Questions people are asking me…

Are you really going to reveal the secrets of your trade? If so, don’t you worry those who attend will take your work? If you’re not worried about this, surely it means you’re not providing anything of value?

My answers are yes, no and no. I reckon some of the people who attend the workshop will leave Taiwan in the next few years. If they go into freelance writing, it’ll be in their home countries. Of course, if they all stay in Taiwan and specialize in the niches I write about, then I’ll face some competition. However, it does takes a while to be fully trusted by editors, and I’ll always have several years’ more experience than they do.

10 x NT$2,400 = NT$24,000. That’s a lot of money for a day’s work.

NT$24,000 would be good money for a day’s work, but out of that I need to pay travel and venue expenses. Also, preparing for this workshop took perhaps 15 hours spread over a few weeks. When you get your hands on the outline – which is almost 4,000 words long – you’ll see the amount of detail I’m providing. Also, this workshop is very inexpensive compared to many you’ll find advertised on the Internet.

I can’t attend the workshop but I’m interested. Can you email me the outline?

I can sell it to you. But I do urge anyone interested to attend the workshop. The outline is merely an outline; we’ll do a lot of discussing and brainstorming, and I expect everyone will go home with a pile of notes and a brainful of ideas. If there’s enough interest, I’ll organize a second workshop at a later date.

Can you tell us how much you really make from travel writing?

That’s between me and the tax man. Also, I don’t distinguish between travel writing and other forms of writing; it’s all paid work. Very few people around the world make a living entirely from travel writing or blogging; if you write about Taiwan travel only, it’s probably impossible.
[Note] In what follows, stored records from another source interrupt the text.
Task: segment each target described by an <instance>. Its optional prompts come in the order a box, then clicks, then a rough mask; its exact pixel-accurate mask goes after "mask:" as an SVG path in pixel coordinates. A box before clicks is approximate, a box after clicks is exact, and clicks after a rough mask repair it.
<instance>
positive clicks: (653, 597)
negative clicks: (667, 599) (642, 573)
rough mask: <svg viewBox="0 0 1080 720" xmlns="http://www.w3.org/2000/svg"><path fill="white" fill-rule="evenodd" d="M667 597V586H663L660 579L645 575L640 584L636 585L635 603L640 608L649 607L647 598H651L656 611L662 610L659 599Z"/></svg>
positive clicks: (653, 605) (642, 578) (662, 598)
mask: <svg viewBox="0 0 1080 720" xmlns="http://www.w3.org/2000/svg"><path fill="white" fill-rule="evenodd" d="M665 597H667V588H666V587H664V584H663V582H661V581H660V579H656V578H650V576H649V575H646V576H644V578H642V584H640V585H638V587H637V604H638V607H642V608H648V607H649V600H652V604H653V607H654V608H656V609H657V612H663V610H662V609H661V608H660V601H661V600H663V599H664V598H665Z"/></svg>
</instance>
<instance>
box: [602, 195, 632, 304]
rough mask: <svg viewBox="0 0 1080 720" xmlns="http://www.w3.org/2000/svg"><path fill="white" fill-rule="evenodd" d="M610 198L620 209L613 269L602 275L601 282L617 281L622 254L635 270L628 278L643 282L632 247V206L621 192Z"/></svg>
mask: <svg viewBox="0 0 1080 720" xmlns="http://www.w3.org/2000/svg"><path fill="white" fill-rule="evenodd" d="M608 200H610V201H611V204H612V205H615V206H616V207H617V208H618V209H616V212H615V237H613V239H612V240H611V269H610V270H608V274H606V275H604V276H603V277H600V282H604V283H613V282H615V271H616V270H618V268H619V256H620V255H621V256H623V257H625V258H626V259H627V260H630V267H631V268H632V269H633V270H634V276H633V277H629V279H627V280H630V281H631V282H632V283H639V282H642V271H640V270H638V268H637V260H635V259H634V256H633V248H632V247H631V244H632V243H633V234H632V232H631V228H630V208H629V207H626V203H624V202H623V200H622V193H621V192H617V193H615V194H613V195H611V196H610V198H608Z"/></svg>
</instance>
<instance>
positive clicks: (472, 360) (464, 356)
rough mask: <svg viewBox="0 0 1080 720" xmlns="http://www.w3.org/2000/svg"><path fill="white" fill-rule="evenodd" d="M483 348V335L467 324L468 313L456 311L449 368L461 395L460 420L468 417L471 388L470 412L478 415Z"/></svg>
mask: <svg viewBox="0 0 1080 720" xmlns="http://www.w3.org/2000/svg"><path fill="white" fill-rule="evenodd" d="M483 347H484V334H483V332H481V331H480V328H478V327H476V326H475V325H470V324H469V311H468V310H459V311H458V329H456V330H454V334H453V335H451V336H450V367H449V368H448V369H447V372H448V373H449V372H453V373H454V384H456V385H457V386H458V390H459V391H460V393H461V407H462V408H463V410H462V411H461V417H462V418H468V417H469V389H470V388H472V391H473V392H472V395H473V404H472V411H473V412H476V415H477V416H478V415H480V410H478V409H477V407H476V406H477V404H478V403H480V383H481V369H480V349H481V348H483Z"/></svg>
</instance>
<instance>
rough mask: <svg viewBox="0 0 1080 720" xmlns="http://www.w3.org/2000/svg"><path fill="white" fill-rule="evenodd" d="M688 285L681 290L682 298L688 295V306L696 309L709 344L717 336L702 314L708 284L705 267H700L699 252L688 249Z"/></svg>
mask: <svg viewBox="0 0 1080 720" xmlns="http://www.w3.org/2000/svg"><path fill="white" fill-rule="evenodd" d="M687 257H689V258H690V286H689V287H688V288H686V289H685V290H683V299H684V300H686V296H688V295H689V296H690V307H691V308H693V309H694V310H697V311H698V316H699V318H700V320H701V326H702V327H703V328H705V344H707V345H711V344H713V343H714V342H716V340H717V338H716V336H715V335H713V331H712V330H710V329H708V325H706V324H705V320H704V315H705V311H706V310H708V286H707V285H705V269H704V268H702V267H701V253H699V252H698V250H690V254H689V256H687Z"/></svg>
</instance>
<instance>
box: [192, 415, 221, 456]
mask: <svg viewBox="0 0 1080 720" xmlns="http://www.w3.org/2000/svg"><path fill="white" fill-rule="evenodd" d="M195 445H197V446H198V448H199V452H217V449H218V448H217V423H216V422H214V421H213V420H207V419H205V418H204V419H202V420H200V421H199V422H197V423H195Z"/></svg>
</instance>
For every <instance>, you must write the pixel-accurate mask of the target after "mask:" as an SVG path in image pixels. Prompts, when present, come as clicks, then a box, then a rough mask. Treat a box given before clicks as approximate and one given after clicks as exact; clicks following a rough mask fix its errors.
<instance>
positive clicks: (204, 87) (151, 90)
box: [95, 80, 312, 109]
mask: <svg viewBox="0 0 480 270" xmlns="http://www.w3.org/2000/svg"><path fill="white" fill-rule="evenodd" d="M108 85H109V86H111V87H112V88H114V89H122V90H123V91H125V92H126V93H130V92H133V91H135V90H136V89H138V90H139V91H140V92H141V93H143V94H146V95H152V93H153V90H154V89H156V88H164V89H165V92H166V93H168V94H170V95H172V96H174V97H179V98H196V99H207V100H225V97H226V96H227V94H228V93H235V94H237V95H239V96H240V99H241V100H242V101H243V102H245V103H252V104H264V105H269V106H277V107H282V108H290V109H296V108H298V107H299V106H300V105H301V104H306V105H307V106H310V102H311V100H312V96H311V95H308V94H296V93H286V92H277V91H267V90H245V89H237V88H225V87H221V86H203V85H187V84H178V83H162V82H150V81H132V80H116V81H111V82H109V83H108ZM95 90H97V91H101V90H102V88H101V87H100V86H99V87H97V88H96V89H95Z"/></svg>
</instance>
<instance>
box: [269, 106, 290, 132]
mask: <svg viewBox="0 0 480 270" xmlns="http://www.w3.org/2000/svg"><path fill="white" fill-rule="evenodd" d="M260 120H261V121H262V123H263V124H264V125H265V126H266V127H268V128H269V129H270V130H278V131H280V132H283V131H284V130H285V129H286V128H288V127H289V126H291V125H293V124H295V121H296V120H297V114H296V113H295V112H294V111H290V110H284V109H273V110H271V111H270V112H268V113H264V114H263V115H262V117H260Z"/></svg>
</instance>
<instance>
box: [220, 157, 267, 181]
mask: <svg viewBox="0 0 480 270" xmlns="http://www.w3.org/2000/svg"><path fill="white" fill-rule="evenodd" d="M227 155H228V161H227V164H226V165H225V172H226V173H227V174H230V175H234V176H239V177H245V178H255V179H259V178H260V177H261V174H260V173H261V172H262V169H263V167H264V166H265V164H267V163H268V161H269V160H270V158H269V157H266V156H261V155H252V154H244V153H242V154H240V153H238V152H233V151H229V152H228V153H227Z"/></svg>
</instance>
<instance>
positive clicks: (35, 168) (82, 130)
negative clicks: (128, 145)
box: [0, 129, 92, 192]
Every travel writer will tell you there’s no way you’ll get rich doing this, but you can have a lot of fun, and if you grab the opportunities that are likely to come along, it can lead to decent overall income.

If you go to my blog, you’ll see links to most of what’s been published with my byline since 2008. So far in 2015, the most I earned for a single article is US$700. The lowest is US$175. I got a Taiwan-Poland-UK air ticket (and some money) for one job. Other freebies included hotel stays, meals, train tickets etc.

If I’m offered work that pays less than around US$150, I tend to turn it down unless (a) it’s a subject I’m truly passionate about, or (b) it’s something I can write in less than half a day, by recycling/updating a previous article.

My non-byline writing isn’t on the blog. Some of it is for tour companies that want Tpuppetaiwan content for their websites. I also write advertorials, press releases and other marketing materials. If your byline starts to appear regularly, you’ll likely be offered non-byline writing, and also non-writing work such as editing and consulting. I’ll talk a bit about these opportunities at the workshop.

What do you enjoy most about writing travel and feature articles?

In the movie Almost Famous a musician is asked “What do you love about music?” and answers, “To begin with… everything.” I’m the same. I love coming up with ideas for articles, whether they come out of nowhere and hit me while I’m riding my bike, or emerge while brainstorming with Rich J. Matheson (a photographer I often work with). Getting an email from an editor asking if I’d like to write about a particular subject is always flattering. I love how much I learn while researching an article. And I love, to quote Hemingway, “Getting the words right.”

What are the downsides?

Occasionally people promise to provide information or to answer questions by email, but then they fall off the face of the Earth. When you write for a publication for the first time, you often need to wait three months or longer for your money. But once your details are in their payment system, it’s much quicker.

I’m not interested in writing short articles, but I’d love to write a book-length travel narrative or a guidebook. What’s your advice?

Good luck with that. If you can convince a publisher of your expertise regarding a country or region, you may just be able to get a guidebook contract, but it’ll be much easier if you have a string of articles to your name. Evidence you can write and deliver counts for a great deal.